Em mais de 40 anos de intensa vida literária, o mineiro Joanyr de Oliveira vem sendo reconhecido como poeta, cuja produção capitaliza não só a atenção da crítica, mas prêmios em diversos concursos. Autor de mais de uma dezena de livros, organizador de antologias e incluído em outras aqui e no exterior, é pioneiro de Brasília, onde chegou ainda na cidade em construção e integrou a primeira leva de funcionários graduados que compuseram o staff da administração recém-instalada na Nova Capital, ao lado de outros escritores como Almeida Fischer, Cyro dos Anjos, Augusto Frederico Schmidt, Alphonsus de Guimaraens Filho, Lina Tâmega del Peloso e Anderson Braga Horta.
Joanyr não surpreende ao lançar, só agora, estes contos, pois, cioso de seu processo criativo, considerou o seu amadurecimento no campo ficcional e o trabalho emerge com a mesma qualidade e rigor de seus poemas. Arquitetura dos dias mostra o alto nível de um escritor, cuja escritura reflete mais que a responsabilidade estética do criador, mas um compromisso ético com a forma e a linguagem.
O livro é segmentado em oito partes, enfeixando os contos de acordo com a atmosfera psicológica, representação e unidade temática: Verdes veredas, Quase místicos, Amor e desamor, Má fé, vera fé, Mistério & morte, Coração de mulher, Imigrantes e outros contos. Em todos eles, o narrador é o menino, este transplantado no autor, que foi buscar no passado e na sua ancestralidade (nasceu em Aimorés em 1933) matéria para a confecção de uma prosa refinada, que faz uma cuidadosa cartografia da infância. São as visões sobre um universo distante física e cronologicamente, mas que no inconsciente nunca perdem sua carga de atualidade e nesse trabalho é recambiado, sem qualquer pieguice ou vício sentimental.
Os contos de Joanyr procuram a transcendência daquele ambiente telúrico, povoado de mitos, sentidos e mistérios. E se lança a um exercício de escafandrismo e poesia, não só para penetrar as entranhas de um passado lúdico que insiste em manifestar na memória, esse território nômade e indulgente, mas para entender os seus símbolos e sua repercussão no adulto. Consegue, com elegância vocabular, construir uma literatura sutil, com lirismo e densidade sobriamente trabalhados, emprestando aos episódios, situados entre a invenção e a memória, um sopro humanista.

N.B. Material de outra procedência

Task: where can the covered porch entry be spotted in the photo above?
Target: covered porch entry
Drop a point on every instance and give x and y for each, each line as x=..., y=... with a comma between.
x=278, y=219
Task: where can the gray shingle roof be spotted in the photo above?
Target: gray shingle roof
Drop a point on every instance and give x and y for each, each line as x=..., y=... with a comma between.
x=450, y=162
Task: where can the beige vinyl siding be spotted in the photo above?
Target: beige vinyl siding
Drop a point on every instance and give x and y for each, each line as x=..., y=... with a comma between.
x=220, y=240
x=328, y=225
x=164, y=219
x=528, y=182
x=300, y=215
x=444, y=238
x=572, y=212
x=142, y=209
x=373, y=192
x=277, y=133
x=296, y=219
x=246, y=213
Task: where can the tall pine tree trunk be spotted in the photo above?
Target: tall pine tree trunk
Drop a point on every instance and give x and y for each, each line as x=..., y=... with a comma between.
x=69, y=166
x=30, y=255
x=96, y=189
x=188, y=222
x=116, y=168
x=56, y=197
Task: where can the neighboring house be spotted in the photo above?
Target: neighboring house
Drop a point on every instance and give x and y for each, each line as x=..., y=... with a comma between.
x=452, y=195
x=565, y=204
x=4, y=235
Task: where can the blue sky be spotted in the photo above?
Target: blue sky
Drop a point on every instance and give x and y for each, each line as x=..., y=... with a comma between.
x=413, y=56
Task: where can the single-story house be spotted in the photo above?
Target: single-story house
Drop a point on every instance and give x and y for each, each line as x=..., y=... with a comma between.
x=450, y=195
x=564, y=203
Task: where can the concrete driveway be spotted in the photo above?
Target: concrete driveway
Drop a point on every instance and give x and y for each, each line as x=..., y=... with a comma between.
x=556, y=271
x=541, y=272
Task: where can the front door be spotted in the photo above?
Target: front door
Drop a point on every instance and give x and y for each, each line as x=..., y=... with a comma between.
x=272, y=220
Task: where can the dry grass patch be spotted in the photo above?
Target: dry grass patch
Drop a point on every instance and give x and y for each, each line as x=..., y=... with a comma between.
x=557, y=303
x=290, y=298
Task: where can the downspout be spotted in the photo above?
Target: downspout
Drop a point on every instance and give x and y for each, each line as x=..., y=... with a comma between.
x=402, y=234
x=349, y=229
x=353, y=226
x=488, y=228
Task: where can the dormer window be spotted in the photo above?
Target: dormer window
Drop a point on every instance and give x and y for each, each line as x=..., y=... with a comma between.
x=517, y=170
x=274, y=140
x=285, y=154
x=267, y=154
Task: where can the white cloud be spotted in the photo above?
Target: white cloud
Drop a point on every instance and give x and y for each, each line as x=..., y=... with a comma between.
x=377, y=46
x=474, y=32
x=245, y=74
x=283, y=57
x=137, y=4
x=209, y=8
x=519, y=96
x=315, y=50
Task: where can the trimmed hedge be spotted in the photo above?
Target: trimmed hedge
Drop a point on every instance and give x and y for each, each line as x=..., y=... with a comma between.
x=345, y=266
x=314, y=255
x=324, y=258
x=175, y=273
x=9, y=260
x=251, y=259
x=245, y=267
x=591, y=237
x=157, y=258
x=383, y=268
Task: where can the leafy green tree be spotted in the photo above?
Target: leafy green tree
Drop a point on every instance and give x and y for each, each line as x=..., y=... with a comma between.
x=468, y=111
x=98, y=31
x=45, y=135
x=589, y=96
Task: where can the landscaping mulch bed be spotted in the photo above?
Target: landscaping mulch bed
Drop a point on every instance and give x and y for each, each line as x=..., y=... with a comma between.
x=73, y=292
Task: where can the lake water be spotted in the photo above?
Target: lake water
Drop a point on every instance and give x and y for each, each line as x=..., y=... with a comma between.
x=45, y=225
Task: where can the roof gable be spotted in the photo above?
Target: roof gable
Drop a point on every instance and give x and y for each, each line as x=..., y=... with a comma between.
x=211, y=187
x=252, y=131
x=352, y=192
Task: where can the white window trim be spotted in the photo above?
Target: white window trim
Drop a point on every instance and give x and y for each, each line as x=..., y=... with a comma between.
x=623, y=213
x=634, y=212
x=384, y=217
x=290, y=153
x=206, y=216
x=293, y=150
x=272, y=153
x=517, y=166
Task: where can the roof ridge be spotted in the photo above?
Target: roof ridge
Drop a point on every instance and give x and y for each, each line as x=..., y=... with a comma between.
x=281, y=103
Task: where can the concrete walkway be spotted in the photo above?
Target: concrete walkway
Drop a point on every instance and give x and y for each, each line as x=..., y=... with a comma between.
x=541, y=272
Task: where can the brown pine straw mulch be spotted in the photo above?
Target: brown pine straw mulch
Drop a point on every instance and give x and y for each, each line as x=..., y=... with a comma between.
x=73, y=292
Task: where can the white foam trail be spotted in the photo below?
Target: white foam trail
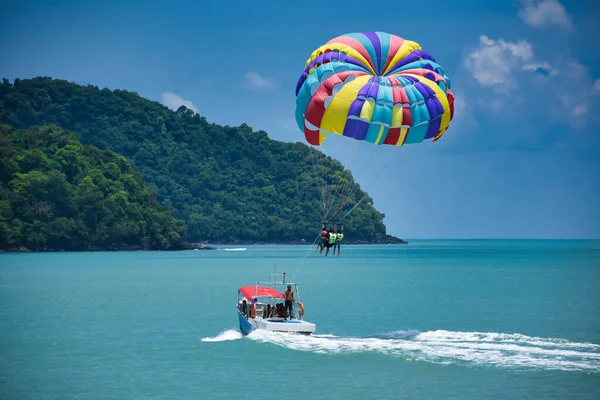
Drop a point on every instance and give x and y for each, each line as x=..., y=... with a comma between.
x=445, y=347
x=224, y=336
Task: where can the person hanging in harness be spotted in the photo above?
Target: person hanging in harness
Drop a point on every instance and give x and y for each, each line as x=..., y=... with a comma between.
x=331, y=241
x=322, y=239
x=338, y=240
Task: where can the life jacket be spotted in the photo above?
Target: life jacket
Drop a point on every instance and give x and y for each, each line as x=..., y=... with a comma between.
x=289, y=295
x=332, y=237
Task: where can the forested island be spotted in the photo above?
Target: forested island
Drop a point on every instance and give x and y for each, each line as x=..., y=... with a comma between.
x=83, y=168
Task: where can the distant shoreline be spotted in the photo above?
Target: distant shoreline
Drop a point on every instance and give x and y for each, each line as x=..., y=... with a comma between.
x=199, y=246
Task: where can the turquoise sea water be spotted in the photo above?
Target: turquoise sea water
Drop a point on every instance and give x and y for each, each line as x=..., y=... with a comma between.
x=498, y=319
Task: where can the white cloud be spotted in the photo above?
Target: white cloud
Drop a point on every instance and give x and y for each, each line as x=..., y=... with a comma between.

Percebe-se, ainda, um viés reflexivo sobre os rumos da vida moderna, época de valores e sentimentos bastante fragilizados ou ausentes, como fraternidade e amor, esperança e sonho, fartos naqueles tempos e mundos, em que havia lugar para os gestos simples e as expansões do espírito.
São muitas as vozes que convivem nesse painel reconstruído pelo autor, mas sempre há o menino que viu e agora conta. Embora circunscreva esses contos no imaginário pessoal e coletivo, o autor suplanta as fronteiras psicológicas, etárias e geográficas, projetando-se um olhar novo, distanciado da melancolia e de outros apelos nostálgicos, conferindo um caráter de universalismo às histórias. Ao final do livro, fugindo ao ambiente das percepções do menino, que impingem um caráter autobiográfico, são acrescentados alguns contos em que Brasília é cenário e fonte de inspiração, a partir de episódios reais ou não, marcando a profunda relação do autor com a Capital, extraindo matéria de uma cidade que já tem um vasto imaginário.
A linguagem de Joanyr reprisa o rigor estético de seus poemas, nítida sua preocupação com a economia de meios, a contenção, o burilamento, algo muito próximo do artesanato, evitando as gorduras de estilo, os modismos, o experimentalismo requentado ou as vanguardices. Arquitetura dos dias é um livro em que a vida está presente em toda sua natureza, com suas metáforas, sua ternura e seu realismo.